La fe religiosa sublima y supera la realidad. El creyente no quiere saber la verdad, decía Nietzsche, le basta con la fe. "La fe engaña a los hombres, pero le da brillo a la mirada", apostillaba R. Tagore. Pues, sí. Algo (o mucho) de eso es lo que hay. Desde luego, yo no voy a menospreciar la fe ni a las personas que la practican. Lo que siempre criticaré será la intransigencia y el fanatismo, porque ciegan las luces e imposibilitan cualquier debate o acercamiento. He sido creyente fervoroso durante muchos años. He conocido a gente de ciencia que son creyentes. La historia universal está repleta de científicos, investigadores, literatos, artistas... intelectuales que creen en Dios. Tengo para mí que ciencia y fe son dos mundos que, ora se juntan, ora se pelean, como hacen los hermanos cuando chaveas, dos trenes en vías paralelas que pretenden llevarnos al mismo destino, el de la verdad, y que unas veces se acercan tanto que casi se rozan entre ellos, y otras divergen tanto que parece que uno vaya para Sevilla y el otro, para Almería. La fe, por tanto, no es signo de ignorancia, ni mucho menos. Es otra cosa, otra dimensión del pensar y del conocer, un subproducto primitivo surgido del sentimiento y de la intuición para dar respuesta a realidades ocultas. Mitos que expliquen lo inexplicable. La razón es el dominio de la ciencia, algo sobrevenido a nuestro cerebro con posterioridad. Ciencia y fe, razón y sentimiento, qué fácil en la teoría, qué complejo en la práctica. No puedo olvidarme de nuestro gran Antonio Machado cuando en su "Juan de Mairena" de 1936 sentenció: "No fue la razón, sino la fe en la razón lo que mató en Grecia la fe en los dioses".
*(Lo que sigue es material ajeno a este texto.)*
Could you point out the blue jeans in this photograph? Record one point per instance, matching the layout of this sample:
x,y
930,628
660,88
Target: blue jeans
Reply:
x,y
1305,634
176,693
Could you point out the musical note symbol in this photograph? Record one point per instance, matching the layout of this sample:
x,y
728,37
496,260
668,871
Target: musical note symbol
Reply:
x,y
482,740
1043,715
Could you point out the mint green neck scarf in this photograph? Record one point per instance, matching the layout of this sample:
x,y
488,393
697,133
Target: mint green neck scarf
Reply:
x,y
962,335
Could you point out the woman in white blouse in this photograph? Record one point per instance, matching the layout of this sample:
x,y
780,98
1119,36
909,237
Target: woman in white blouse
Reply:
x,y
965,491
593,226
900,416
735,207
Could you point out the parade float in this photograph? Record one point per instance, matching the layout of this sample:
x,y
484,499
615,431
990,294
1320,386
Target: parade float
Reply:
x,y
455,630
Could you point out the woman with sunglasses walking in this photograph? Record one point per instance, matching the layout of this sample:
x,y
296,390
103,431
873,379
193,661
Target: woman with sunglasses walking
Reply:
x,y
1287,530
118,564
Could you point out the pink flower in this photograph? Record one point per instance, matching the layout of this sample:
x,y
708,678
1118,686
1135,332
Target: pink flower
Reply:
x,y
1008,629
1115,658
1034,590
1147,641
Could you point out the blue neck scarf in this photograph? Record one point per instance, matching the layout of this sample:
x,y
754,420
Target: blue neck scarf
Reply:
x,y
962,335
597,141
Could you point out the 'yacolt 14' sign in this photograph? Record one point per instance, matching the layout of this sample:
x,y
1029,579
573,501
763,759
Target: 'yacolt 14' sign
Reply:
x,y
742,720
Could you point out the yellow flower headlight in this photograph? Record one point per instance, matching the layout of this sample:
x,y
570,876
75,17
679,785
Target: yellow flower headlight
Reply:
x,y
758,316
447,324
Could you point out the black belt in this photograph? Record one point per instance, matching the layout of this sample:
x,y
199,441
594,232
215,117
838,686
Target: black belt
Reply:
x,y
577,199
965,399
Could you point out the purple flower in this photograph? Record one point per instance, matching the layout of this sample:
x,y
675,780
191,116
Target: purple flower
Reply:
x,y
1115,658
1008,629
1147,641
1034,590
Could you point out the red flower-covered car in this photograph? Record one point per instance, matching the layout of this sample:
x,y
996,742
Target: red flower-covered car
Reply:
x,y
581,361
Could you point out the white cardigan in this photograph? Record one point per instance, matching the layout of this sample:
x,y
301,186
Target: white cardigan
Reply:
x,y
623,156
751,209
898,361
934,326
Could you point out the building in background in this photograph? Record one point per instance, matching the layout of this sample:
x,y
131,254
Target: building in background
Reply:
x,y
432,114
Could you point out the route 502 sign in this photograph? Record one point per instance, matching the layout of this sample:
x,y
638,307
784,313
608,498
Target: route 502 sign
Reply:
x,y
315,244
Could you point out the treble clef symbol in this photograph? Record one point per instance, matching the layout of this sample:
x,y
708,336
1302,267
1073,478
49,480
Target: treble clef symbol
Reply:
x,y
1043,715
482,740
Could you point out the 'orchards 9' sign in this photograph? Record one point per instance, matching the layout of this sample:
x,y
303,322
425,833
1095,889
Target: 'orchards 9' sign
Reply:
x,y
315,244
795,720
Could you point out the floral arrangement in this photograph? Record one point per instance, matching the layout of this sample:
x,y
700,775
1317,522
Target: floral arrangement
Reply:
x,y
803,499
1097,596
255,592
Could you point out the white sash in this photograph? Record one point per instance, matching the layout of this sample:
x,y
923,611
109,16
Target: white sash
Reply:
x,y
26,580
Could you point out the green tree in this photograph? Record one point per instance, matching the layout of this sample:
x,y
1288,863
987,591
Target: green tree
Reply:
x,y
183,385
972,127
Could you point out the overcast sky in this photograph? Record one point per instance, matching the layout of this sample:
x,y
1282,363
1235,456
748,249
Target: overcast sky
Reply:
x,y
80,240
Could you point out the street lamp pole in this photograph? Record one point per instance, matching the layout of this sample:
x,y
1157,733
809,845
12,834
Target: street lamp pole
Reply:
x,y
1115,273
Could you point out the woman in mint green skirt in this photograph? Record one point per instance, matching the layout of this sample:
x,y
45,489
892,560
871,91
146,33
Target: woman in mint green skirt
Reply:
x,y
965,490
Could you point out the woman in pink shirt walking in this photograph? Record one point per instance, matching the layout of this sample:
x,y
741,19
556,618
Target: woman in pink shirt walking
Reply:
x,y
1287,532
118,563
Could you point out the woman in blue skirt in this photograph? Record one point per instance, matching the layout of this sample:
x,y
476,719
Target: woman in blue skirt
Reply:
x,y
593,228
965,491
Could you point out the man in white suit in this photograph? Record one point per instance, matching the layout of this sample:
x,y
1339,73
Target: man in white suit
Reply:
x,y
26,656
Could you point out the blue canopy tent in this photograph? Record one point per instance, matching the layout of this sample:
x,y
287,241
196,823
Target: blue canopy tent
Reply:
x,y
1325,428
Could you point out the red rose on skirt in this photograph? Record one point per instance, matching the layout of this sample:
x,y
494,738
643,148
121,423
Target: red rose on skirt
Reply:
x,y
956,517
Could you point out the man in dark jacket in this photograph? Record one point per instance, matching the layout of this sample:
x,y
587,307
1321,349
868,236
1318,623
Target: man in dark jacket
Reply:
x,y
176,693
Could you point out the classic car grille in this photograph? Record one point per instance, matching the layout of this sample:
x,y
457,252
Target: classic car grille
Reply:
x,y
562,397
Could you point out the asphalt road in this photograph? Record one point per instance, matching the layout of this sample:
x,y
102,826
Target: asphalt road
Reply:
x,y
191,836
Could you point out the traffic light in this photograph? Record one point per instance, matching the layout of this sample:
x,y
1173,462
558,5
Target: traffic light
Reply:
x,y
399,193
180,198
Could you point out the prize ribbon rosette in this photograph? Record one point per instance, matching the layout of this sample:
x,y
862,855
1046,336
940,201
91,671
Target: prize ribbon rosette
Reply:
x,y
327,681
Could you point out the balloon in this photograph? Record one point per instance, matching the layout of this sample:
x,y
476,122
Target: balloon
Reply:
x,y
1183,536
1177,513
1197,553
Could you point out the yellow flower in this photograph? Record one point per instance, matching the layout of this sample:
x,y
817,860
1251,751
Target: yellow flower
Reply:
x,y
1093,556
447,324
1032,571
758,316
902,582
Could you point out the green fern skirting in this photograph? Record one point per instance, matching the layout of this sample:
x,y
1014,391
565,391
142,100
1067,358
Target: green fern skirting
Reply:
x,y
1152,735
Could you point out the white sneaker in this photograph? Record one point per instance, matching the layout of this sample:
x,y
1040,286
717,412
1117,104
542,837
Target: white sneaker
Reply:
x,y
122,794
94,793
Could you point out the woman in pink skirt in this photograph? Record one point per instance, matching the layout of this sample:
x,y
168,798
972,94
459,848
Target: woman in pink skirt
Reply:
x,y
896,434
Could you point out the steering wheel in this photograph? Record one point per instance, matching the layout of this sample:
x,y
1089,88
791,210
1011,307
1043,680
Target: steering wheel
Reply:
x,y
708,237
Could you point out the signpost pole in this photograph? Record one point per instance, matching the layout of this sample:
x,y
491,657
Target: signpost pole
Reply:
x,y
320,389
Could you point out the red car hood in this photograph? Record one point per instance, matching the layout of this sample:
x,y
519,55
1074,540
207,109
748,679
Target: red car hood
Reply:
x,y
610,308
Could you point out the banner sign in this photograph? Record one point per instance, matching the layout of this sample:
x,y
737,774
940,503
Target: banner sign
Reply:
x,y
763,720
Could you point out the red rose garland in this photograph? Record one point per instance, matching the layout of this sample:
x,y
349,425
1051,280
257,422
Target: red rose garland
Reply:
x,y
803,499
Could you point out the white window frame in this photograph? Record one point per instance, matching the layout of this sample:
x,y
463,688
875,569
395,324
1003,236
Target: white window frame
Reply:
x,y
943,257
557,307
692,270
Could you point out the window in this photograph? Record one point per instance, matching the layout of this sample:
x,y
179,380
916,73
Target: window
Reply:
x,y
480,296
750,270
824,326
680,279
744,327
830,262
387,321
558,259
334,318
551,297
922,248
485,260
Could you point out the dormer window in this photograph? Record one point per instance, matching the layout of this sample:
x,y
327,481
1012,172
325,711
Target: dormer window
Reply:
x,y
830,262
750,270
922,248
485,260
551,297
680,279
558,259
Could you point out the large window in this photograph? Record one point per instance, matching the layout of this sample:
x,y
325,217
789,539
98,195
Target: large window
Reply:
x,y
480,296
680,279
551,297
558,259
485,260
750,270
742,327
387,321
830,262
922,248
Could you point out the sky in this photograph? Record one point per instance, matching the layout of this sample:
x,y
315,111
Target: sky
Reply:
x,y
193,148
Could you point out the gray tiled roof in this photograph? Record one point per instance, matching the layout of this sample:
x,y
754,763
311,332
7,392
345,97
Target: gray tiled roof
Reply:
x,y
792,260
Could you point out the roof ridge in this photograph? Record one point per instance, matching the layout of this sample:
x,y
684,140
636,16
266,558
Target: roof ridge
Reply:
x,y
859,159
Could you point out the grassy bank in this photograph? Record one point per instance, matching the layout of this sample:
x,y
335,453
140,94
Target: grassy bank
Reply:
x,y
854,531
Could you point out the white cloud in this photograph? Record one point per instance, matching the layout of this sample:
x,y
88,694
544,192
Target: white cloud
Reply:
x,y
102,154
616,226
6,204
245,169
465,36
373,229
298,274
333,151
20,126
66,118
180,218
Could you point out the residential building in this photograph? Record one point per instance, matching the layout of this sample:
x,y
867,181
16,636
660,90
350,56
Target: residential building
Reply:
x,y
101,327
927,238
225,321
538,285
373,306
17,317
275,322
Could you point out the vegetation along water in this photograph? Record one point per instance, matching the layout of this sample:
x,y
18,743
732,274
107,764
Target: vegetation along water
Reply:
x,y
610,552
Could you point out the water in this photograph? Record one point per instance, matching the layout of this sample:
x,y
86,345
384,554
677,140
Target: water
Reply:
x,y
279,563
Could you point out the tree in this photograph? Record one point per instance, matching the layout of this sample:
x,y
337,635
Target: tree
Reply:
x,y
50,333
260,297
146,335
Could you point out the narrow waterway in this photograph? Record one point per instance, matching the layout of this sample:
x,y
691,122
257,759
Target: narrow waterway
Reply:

De otra manera, no se explica el fenómeno que yo creía atávico acaecido en estos días en muchos puntos de la geografía patria: el de las rogativas por la lluvia. Vírgenes de diferentes advocaciones, Señor de Las Aguas, san Isidros... , procesionados en nuestros pueblos y ciudades con rezos y cánticos imploradores de agua. Algo sentido como natural y necesario por muchos creyentes -no todos. Algo anacrónico, esperpéntico, vergonzoso para muchos no creyentes. Sin fe es imposible entender tal fenómeno. Llamo al móvil de un amigo sacerdote, muy cercano al obispo.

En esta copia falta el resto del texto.